Saturday, April 3, 2010

Pom Poko


Heisei Tanuki Gassen Ponpoko; Animated fantasy, Japan, 1994; D: Isao Takahata, S: Makoto Nonomura, Yuriko Ishida, Norihei Miki

Tanuki - Japanese 'raccoon dogs' - are facing to become refugees since humans have decided to spread Tokyo city by creating a new suburb on their green hill. However, the tanuki have the ability of shape-shifting, which is why they have decided to use their talent to pretend to be ghosts and scare humans away. Their group is divided between those who just want to scare people away and those more radical ones who want to kill them. After creating a giant ghost parade, they are shocked to find out people think it was all just a promotion trick for a amusement park. The suburb is built and the tanuki adapt by transforming into humans, while a smaller group stays in nature.

One of studio Ghibli's lesser films, Isao Takahata's 9th movie feature, "Pom Poko" is a strange anime fantasy comedy that was hailed by one part of the audience and objurgated by the other, yet it still achieved cult status. In this film Takahata picked the humorous Japanese legend that the tanuki - Japanese 'raccoon dogs' - have the ability of shape-shifting, and mixed it with noble ecological messages in the story where they start a marathon war with humans to save their green hill from concrete. Basically, by re-telling the plot from the animated TV show "The Raccoons" in a more opulent way, Takahata showed the whole event from the 'raccoon dogs' perspective, which is why the animation is very good, but it depicts the animal characters in caricature way.
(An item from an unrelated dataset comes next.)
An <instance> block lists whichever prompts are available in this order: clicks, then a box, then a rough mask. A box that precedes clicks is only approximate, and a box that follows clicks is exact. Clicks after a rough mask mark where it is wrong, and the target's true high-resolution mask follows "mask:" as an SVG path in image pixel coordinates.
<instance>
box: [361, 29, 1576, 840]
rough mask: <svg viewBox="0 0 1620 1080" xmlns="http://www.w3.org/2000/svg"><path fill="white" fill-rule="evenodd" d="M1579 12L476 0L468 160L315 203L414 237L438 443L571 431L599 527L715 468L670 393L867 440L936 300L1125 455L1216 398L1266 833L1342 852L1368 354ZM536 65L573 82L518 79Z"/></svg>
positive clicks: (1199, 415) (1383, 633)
The first part is the best, overwhelming with funny and inventive shape-shifting jokes: in order to trick a truck driver, a tanuki transforms into a bridge and dodges off just in time to reveal a huge abyss on the road in which the truck falls into; after they heard the truck driver died, the tanuki decide to be 'noble' and pay their enemy a minute of silence, but already after 10 seconds they start to giggle before erupting into laughter; two tanuki transform into a man and a woman to 'practice' infiltrating the human city, but the man exhausts himself and turns back into a tanuki on the street, causing the woman to react quickly and place it over her neck to disguise it as her fur scarf... Unfortunately, the second part exhausted itself (especially in the grotesque ghost parade) and the story started to get burdened by overstuffed events in overlong 120 minutes of running time, which is why the ending seems sincere, but also welcomed to finally put a full stop.